Publié le 06 novembre 2025
Niché à 1 620 mètres d’altitude dans l’Oisans, Villard-Reymond compte une dizaine d’habitants à l’année. Clotilde et Hélios reprennent l’auberge communale, tandis que Cécile cultive depuis dix ans des plantes d’altitude pour en faire des liqueurs.
Une nouvelle vie pour l’auberge de l'Eau Blanche à Villard-Reymond
Pour Clotilde Viatte, 23 ans, et Hélios Demaret Joly, 22 ans, le coup de cœur a été immédiat.
Cinq mois après sa première visite, en avril 2025, le jeune couple prenait possession de l’ancienne école publique, devenue l’unique commerce du village. Une peinture dans la pimpante salle de restaurant évoque la vocation originelle des lieux, jusque dans les années 1960. À la fin du XIXe siècle, une cinquantaine de familles résidait à Villard-Reymond à l’année.
Dans les années 1970, l’ouverture d’une route mieux exposée (l’ancienne, sur l’ubac, était fermée tout l’hiver à cause des couloirs d’avalanche) a contribué au renouveau de la population.
Nous étions en quête d’un lieu où partager notre amour commun de la montagne, quand nous avons vu l’annonce de la mairie pour reprendre l’auberge. Nous sommes venus la visiter en octobre 2024 et avons tout de suite candidaté !

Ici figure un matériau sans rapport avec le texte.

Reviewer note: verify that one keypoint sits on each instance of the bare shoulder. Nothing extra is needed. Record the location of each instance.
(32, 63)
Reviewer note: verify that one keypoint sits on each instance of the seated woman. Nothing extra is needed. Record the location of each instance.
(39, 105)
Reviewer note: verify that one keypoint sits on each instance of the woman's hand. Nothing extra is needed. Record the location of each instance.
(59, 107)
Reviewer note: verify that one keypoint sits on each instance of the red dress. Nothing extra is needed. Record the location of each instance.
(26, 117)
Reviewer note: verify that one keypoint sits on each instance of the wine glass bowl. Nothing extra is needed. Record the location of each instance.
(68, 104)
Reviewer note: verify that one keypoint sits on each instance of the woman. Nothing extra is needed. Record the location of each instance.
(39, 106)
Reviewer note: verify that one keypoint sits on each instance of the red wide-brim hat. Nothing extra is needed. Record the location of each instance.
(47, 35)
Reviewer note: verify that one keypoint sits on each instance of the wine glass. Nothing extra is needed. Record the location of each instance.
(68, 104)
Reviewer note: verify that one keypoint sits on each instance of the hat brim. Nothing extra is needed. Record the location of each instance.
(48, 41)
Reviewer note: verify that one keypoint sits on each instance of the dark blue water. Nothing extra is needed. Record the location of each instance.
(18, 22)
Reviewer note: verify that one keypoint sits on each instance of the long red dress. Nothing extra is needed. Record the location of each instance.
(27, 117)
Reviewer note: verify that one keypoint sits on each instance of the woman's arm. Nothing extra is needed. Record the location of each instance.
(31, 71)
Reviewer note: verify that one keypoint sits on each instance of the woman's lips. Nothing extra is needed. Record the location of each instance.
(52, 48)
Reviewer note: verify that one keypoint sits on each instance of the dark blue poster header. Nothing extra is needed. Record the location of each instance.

Gérants de L'auberge de l'Eau Blanche
Une douzaine de chalets a remplacé les granges en ruine, des maisons de pierre ont été rénovées. Un téléski de récupération, toujours fonctionnel, a même été installé en haut du village par les anciens.
Depuis la terrasse de l’auberge, face au Grand Renaud (2 776 mètres), la carte postale est idyllique, avec son panorama sur le massif des Grandes Rousses et la vallée du Bourg d’Oisans.
Ouverte tout l’hiver à partir des vacances de Noël, l’auberge propose un service de restauration à base de produits locaux et une formule demi‑pension (16 couchages, avec deux chambres).
La Ferme du Champ Perché
« Grâce à eux, le village a rajeuni d’un coup ! », se réjouit la maire, Chantal Theysset, venue les saluer. Cette agricultrice retraitée, enfant du pays, a elle-même cédé sa ferme à Cécile Andrieux, une ingénieure bois originaire du nord de la France.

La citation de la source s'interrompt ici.